Выпив кружку сладкого чаю, Василек снова приоткрыл полог и теперь уже различил и привязанных собак, и слонявшихся в загоне оленей. Не обращая внимания на усилившийся ветер, качающий верхушки деревьев и предвещающий ненастье, он открыл северные ворота и выпустил голодных животных на пастбище.

Затем подогрел жареное мясо на сковороде и, позавтракав на скорую руку, ожидал, что вот-вот залают собаки и появятся упряжки пастухов. Не хотелось ему уходить до их возвращения, ведь пастухи мигом пристрелят топтыгина в капкане.

Мелькнула мысль: «А может, мне самому попробовать. Зверь за ночь успокоился. Из капкана с такими зубьями не вывернется, да и с лиственничным чурбаком не убежишь». У Василька было две пули. Решил зарядить еще одну, кинулся к ящику с провиантом — и прямо-таки обалдел: ящик оказался под замком. И продукты пастухов в деревянных сундучках тоже закрыты.
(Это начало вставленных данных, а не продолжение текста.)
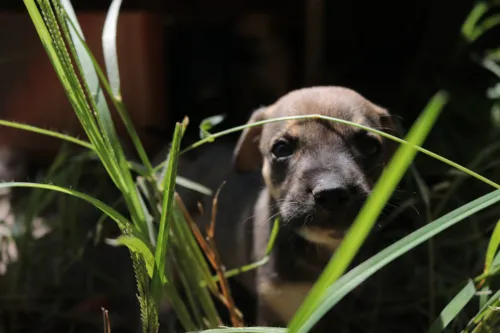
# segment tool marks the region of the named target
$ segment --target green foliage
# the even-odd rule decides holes
[[[223,117],[216,116],[205,120],[200,125],[201,140],[181,152],[180,143],[187,126],[186,120],[176,124],[168,157],[163,163],[153,167],[121,98],[116,52],[116,27],[121,1],[114,0],[112,2],[103,30],[102,41],[107,76],[85,44],[82,30],[70,1],[38,0],[35,3],[34,0],[24,0],[24,3],[75,114],[85,130],[88,141],[4,120],[0,120],[0,125],[57,137],[80,145],[96,154],[107,175],[119,190],[125,202],[128,216],[124,216],[91,195],[71,188],[22,182],[2,183],[0,188],[28,187],[60,192],[88,202],[102,211],[106,217],[115,221],[122,235],[110,243],[126,246],[130,250],[137,282],[137,298],[140,304],[143,332],[156,333],[158,331],[158,308],[162,300],[166,298],[186,331],[205,329],[203,332],[207,333],[287,331],[306,333],[348,293],[383,267],[416,249],[420,244],[444,230],[500,201],[500,185],[471,170],[478,165],[477,163],[472,163],[471,168],[466,168],[421,147],[434,126],[440,110],[448,100],[448,96],[442,92],[436,94],[430,101],[405,140],[359,124],[320,115],[276,118],[211,134],[209,131],[212,127],[223,120]],[[486,31],[500,23],[498,15],[481,20],[495,5],[497,2],[481,2],[473,9],[462,27],[462,35],[468,42],[477,40]],[[493,58],[487,57],[483,61],[489,66],[492,62],[494,63]],[[492,66],[490,68],[494,71],[495,68]],[[126,159],[104,98],[105,92],[125,124],[141,164]],[[356,126],[394,140],[401,146],[376,184],[374,194],[370,196],[361,210],[339,250],[332,257],[313,290],[289,324],[288,329],[271,327],[218,328],[221,326],[221,320],[215,308],[213,296],[220,296],[217,287],[220,278],[211,276],[203,251],[193,232],[192,221],[182,211],[182,201],[176,196],[174,187],[176,184],[180,184],[204,194],[211,194],[211,191],[190,180],[177,177],[179,155],[247,127],[299,118],[319,118]],[[431,214],[430,190],[420,180],[418,173],[414,172],[414,178],[428,209],[429,223],[345,273],[417,152],[448,164],[460,171],[462,176],[458,177],[456,182],[450,186],[450,190],[442,199],[441,204]],[[487,159],[489,153],[483,154],[483,158]],[[160,172],[160,177],[158,177],[158,172]],[[463,181],[464,175],[474,177],[496,190],[463,204],[452,212],[432,221],[432,216],[441,212],[444,203],[452,196],[453,190]],[[36,194],[34,198],[40,201],[41,197]],[[267,256],[272,251],[275,236],[279,232],[278,225],[276,220],[265,258],[245,267],[225,272],[225,276],[231,277],[265,264]],[[473,281],[466,283],[465,287],[444,307],[430,327],[429,332],[441,332],[452,323],[466,304],[474,299],[477,289],[482,287],[481,291],[490,291],[490,279],[500,274],[499,225],[500,222],[495,227],[489,241],[484,272],[475,277]],[[481,309],[464,328],[464,332],[494,332],[494,326],[500,320],[499,293],[496,292],[489,298],[484,297],[481,304]]]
Глухая тревога проснулась в сердце: «Вот устроили, без ножа зарезали». В памяти вдруг ярко всплыла картина нападения на него разъяренного хора и спокойные лица оленеводов… Кто-кто, а уж они-то знали, чем это могло закончиться.

И все же, отвязав Тайгу и дав ей проглотить кусок мяса, Василек с ружьем в руках на изготовку пошел к капкану. Собака, заглядывая ему в глаза, шла рядом. Шерсть на ней топорщилась дыбом по хребту, она ждала команды.

Парнишка расхрабрился, каждая жилка натянута, глаза и уши навострил: все видит, все слышит — настоящий охотник. Ой, что это там чернеет у тропки? Василек замер, чует, как волосы шевелятся и шапку поднимают… Но взвел курок и — была не была! — пошел вперед.

Медведь почувствовал, что к нему идут, и угрожающе заворчал, звякнув цепью. Василек остановился, а внутри все обрывается…

— Пойдем, Тайга, оленей пасти, а медведь от нас из капкана не уйдет. Патроны беречь надо… — погладил он собаку. Тайга, уловив настороженным чутьем своим сумятицу в душе хозяина, неохотно пошла за ним.

И тут Василек вспомнил про Серого, которого с Тайгой не оказалось. Обрывок ремня у сосенки доказывал, что он не усидел на привязи. Но напрасно он искал и звал пса. «И этот утек от меня, горе-охотника, — мрачно подумал он. — Хорошо, хоть Тайга не бросает».

Надо было идти на перехват стада оленей. И, подпоясав фуфайку кожаным ремнем, положив в карман кусок хлеба и три вареных картофелины, и прицепив к поясу узкий от частых заточек пастуший нож, Василек отправился в путь.

Небо заволокло темными тучами. Сильный ветер перешел в ураган. Могучие сосны и ели стонали под натиском озверевшей стихии, а молодые деревца гнулись до земли. Наиболее слабые ломались или падали, вырванные с корнем. Не было ни птиц, ни зверей — все попрятались от непогоды. Тайга гудела тяжело и властно. Только пастушок с собакой настойчиво продвигались вперед в этой круговерти, увертываясь от летящих сучьев.